“A bill to combat fraud in Federal programs, and for other purposes.”
No CRS summary available for this bill.
This section amends the Child Care and Development Block Grant Act of 1990 to prevent fraud in child care services. Specifically, it (1) revises state plan requirements to assure that lead agencies provide payments to child care providers based on recorded attendance rather than enrollment alone; (2) prohibits lead agencies from paying providers prior to the provision of services, requiring instead timely reimbursement based on services provided; and (3) requires providers receiving payments to maintain attendance and service records for seven years, available for audit by the Secretary, Attorney General, and Comptroller General. (As background, the act provides block grants to states to subsidize child care for low-income working families.)

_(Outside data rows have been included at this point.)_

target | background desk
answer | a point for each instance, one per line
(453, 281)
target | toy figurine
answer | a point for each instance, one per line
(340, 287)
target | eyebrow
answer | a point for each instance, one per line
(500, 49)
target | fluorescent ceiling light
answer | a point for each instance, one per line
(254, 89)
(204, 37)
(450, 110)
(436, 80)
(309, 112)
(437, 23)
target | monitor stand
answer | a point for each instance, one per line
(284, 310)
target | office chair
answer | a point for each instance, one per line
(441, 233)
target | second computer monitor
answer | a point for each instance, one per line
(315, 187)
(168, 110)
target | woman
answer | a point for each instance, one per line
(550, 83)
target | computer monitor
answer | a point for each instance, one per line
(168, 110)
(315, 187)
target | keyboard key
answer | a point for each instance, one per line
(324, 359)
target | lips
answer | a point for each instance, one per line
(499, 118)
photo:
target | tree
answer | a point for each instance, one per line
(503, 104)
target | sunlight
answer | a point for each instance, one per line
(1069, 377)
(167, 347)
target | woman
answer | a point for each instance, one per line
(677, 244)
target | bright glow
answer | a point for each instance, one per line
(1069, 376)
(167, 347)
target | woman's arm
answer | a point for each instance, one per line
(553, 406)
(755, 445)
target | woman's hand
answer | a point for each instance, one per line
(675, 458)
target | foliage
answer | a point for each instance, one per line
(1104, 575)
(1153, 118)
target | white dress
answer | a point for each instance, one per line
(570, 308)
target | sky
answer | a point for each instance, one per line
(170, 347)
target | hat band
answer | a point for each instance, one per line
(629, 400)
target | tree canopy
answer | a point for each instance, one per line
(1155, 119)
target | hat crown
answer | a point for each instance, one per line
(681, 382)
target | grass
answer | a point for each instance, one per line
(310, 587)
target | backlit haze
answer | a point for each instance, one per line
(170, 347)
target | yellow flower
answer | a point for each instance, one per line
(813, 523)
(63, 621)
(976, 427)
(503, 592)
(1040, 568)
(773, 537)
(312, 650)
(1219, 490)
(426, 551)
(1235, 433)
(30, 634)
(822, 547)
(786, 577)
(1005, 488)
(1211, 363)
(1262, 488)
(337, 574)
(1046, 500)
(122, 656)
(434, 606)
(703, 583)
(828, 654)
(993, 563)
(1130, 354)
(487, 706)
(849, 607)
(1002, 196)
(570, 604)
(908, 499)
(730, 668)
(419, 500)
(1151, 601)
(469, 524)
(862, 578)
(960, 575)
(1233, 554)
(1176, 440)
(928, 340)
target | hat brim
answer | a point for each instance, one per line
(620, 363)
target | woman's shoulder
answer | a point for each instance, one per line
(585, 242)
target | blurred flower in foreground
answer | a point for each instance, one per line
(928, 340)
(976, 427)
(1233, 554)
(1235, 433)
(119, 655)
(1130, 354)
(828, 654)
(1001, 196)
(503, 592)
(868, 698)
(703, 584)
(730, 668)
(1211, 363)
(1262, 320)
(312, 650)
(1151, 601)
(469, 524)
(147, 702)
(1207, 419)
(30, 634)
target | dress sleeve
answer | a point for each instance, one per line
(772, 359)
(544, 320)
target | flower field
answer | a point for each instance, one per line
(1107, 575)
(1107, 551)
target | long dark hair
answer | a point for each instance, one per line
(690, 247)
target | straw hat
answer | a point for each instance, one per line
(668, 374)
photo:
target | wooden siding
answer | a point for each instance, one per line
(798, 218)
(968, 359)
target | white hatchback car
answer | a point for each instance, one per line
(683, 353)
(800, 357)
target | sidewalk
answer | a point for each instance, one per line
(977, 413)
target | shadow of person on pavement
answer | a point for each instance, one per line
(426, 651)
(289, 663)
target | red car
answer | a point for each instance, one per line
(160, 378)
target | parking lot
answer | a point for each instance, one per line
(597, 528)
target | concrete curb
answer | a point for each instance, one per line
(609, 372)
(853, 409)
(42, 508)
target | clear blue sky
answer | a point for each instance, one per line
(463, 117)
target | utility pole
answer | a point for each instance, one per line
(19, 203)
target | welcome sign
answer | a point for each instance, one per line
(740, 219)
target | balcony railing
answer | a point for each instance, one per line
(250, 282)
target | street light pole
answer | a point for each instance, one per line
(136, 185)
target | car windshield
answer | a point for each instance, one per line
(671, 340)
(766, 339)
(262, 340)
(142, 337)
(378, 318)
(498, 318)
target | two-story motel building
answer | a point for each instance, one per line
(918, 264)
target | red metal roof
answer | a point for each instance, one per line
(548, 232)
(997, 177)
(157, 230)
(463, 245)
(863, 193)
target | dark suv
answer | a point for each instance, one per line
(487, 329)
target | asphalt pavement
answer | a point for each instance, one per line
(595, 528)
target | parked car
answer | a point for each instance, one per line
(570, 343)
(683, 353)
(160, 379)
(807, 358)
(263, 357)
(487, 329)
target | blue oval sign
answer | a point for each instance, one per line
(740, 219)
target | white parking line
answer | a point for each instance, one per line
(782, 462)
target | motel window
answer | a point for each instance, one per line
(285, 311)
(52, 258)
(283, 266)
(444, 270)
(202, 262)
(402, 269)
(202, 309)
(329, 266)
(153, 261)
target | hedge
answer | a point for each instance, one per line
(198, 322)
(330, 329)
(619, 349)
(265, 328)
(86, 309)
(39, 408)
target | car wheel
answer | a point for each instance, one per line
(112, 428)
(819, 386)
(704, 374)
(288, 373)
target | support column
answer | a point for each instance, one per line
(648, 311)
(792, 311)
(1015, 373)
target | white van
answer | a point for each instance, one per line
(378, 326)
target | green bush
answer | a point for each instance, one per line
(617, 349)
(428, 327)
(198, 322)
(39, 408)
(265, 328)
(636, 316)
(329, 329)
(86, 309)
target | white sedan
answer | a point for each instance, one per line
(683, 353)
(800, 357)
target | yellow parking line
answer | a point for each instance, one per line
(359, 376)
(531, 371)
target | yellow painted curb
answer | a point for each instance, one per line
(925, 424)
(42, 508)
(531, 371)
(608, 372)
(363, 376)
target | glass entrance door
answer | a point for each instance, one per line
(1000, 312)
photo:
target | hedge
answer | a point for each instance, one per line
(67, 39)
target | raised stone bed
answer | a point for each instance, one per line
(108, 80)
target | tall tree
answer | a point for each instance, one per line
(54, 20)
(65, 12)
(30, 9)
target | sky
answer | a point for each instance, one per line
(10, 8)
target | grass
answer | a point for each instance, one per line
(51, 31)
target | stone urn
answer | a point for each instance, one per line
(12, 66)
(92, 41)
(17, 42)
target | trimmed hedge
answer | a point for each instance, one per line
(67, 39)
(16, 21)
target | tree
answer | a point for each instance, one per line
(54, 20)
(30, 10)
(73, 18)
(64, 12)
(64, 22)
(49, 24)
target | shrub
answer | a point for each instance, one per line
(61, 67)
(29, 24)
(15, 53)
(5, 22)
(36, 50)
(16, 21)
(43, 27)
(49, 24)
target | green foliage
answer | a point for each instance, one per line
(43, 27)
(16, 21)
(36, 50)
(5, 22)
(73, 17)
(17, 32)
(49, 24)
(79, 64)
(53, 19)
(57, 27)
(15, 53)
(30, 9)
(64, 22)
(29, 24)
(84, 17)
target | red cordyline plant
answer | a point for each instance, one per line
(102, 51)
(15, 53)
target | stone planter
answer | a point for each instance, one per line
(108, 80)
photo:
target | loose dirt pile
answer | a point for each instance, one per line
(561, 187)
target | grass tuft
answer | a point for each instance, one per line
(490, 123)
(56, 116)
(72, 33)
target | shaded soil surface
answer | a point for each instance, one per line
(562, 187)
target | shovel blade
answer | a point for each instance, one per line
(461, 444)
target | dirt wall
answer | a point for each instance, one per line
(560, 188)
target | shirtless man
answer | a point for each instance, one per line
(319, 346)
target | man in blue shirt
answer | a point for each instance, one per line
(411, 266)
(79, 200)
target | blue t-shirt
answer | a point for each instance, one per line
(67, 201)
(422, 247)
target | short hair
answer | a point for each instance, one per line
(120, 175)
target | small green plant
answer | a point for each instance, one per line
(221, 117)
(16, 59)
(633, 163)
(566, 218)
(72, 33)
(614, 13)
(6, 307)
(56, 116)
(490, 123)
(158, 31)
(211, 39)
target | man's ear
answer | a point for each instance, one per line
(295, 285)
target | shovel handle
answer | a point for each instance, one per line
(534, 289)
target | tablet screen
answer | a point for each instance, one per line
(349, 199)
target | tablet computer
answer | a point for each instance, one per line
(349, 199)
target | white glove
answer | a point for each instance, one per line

This section directs the Secretary of Health and Human Services (HHS) to notify the HHS Inspector General within 60 days of determining that Medicare payments for an item or service in a zip code and county equivalent, or the number of providers of services or suppliers, increased by more than 100% in a single year. This section similarly requires the HHS Secretary to notify the HHS Inspector General within 60 days of a more-than-100% single-year increase in payments under qualified health plans on American Health Benefit Exchanges or in the number of such providers in a zip code and county equivalent (effective 180 days after enactment). It further requires Exchanges to collect necessary information annually from qualified health plans and submit it to the HHS Secretary. This section amends Medicaid law (SSA §1902) to require states to notify the HHS Secretary and HHS Inspector General within 60 days of a more-than-100% single-year increase in payments or providers under the state plan (or waiver) for an item or service in a zip code and county equivalent (effective 180 days after enactment, with possible delay if state legislation is required); and amends CHIP law (SSA §2107(e)(e)(1)) to incorporate the same requirements. This section further directs the HHS Inspector General to identify, based on such notifications, any Medicare program, ACA Exchange plan, Medicaid state plan, or CHIP waiver with payments or providers that increased by at least 400% over a preceding 5-year period in a zip code and county equivalent—and to audit them—not later than 5 years after enactment and annually thereafter.
This section (1) directs the Director of the Office of Management and Budget to prescribe guidance to agencies ensuring recovery of all improper payments; and (2) amends Inspector General annual reporting requirements under 31 U.S.C. 3353(a)(1) to require inclusion of the amount of improper payments recovered by the executive agency in the fiscal year covered by the report.